ENTON, Ark. - The women who work the presses and wait on the customers at Colonial Cleaners say they aren't buying a word of it.

No matter which candidate is speaking, and regardless of what he is saying, they consider it so much hooey. Bush promises this, Gore promises that, and the women shrug off the possibility that either will improve their lives.

''They can promise you everything,'' Rose Riley, 41, a clothes presser, said while on break before the lunch-hour rush. ''Then they get up there and can't do anything or don't do anything.''

Added Rosalita Ray, 40 and also a presser, ''It's like a man before you marry him.''

The co-workers got a good laugh over that. But they weren't laughing about their Election Day options. Whether for Al Gore, or for George W. Bush, or as yet undecided, they bad-mouthed both as pampered princes unfamiliar with worries of working people.

Up and down Main Street in this central Arkansas town of 21,000, where per-capita income averages about $21,600 a year and where the ''new economy'' is almost nil, eligible voter after eligible voter invoked the phrase ''lesser of two evils.'' Few expressed glee over a Gore presidency, or said they backed Bush with enthusiasm. The best they could offer was an affinity for the values of one party or another.

''My three biggest issues are gun control, abortion, and taxes; I'm against all three,'' said Janet Shelnudd, 51, who handles insurance claims for a group of heart surgeons in Little Rock, 30 or so miles to the northeast.

As she waited to have her car repaired at one of two gas stations on Main, she added, ''I like George Bush OK, I guess, but I really hate Al Gore.''

Said Bobby Sparks, 70, a Democrat who has owned a small Main Street department store called Sparks since 1962, but who has been hurting ever since Wal-mart opened nearby, ''I don't want to let either of them in.''

For the folks on Main the other day, the truth appeared to be especially elusive this campaign season. Men and women, managers and clock punchers, Democrats and Republicans, all said a belief in one man or the other has been hard to come by.

Theirs was not the political disillusionment of modern youth.

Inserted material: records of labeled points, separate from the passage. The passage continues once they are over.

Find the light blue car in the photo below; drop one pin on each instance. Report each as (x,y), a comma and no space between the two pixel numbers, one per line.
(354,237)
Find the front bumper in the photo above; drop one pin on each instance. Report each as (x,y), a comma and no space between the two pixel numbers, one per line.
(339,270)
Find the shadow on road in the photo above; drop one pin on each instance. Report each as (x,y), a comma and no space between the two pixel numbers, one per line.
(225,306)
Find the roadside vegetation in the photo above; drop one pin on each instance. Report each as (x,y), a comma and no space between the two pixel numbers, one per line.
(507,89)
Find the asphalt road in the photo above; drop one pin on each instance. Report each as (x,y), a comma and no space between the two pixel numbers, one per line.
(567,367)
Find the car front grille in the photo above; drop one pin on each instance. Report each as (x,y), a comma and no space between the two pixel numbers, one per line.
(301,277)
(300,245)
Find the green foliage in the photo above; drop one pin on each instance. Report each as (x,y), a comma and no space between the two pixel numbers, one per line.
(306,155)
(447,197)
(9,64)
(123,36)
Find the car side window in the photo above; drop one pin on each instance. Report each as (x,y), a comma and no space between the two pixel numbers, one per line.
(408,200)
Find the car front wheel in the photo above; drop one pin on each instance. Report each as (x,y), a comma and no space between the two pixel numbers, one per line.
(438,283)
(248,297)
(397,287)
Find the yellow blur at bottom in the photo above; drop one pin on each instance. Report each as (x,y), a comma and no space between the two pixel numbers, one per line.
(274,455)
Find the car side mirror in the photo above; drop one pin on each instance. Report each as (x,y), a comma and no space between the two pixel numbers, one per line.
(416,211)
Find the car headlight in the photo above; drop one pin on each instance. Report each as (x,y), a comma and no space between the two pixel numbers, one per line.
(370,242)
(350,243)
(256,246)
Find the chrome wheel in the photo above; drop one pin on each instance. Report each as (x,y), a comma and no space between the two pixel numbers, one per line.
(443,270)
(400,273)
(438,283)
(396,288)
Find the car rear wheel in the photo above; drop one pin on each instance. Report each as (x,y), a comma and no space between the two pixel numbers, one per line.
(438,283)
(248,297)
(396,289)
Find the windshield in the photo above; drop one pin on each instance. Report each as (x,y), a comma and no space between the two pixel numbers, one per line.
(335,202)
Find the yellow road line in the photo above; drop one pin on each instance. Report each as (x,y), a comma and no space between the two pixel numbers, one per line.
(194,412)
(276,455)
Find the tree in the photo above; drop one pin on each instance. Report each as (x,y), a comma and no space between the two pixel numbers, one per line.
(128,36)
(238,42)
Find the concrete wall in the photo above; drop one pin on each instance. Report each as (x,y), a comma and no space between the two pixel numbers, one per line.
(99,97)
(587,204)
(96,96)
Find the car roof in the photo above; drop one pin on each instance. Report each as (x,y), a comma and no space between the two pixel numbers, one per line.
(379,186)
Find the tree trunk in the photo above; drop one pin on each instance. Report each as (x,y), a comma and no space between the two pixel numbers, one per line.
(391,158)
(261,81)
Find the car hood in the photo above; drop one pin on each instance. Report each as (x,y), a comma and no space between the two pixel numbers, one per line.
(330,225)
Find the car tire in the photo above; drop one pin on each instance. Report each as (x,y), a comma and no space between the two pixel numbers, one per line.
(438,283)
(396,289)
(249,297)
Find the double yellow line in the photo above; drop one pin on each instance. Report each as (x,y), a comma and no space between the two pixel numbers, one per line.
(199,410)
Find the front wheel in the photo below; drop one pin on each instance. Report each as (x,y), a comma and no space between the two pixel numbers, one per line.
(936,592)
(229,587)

It was more like a mature disgust. Having seen presidents come and go, having put their hopes into Washington-bound candidates before, they said they have learned to expect politically expedient lies.

''I don't believe either of them, because they're all liars,'' said Fern Ausbrooks, 69, who owns Benton Plaster Craft, which is crammed with objects for outdoor display. ''I say this would've been a good year for Ross Perot to run. There's just something about that little guy,'' the former Reform Party candidate who challenged President Bush in 1992 and President Clinton in 1996.

Last time, however, Ausbrooks voted for Clinton. With an eye to the economy, this time she's leaning toward Gore. So were the workers at Colonial Cleaners, who said the Democrats seem at least a bit more attuned to the middle class. The Republicans, and by extension Bush, are too hoity-toity for them.

''Are the rich just wanting us all to die off?'' said Ray, who makes $6.35 an hour. ''Well, they'll be up the creek then. Who are they going to get to do all the peon jobs?''

The way 30-year-old Eric Starkey saw it, however, Bush offers the business people along Main Street the best chance to fare even better economically than they did during the Clinton years. As general manager of Benton Office Supplies, which his family owns, he said he is most concerned about reducing taxes.

Voter turnout in Arkansas typically exceeds the national rate, and Benton routinely has one of the highest turnouts in the state. Saline County has 48,000 registered voters, and local candidates said that at least 32,000 are expected to go to the polls Tuesday.

But with good-size headquarters for both parties in Benton, the Democrats in a converted house on Main, the Republicans in offices within view from the street, the local outcome is too close to call. On Main Street, the only certainty seemed to be that politicians in general and the two running for president in particular will not be held to their promises.

''We all know they all blow smoke,'' said Glenn Harrison, 65, a retired Corps of Engineers technician.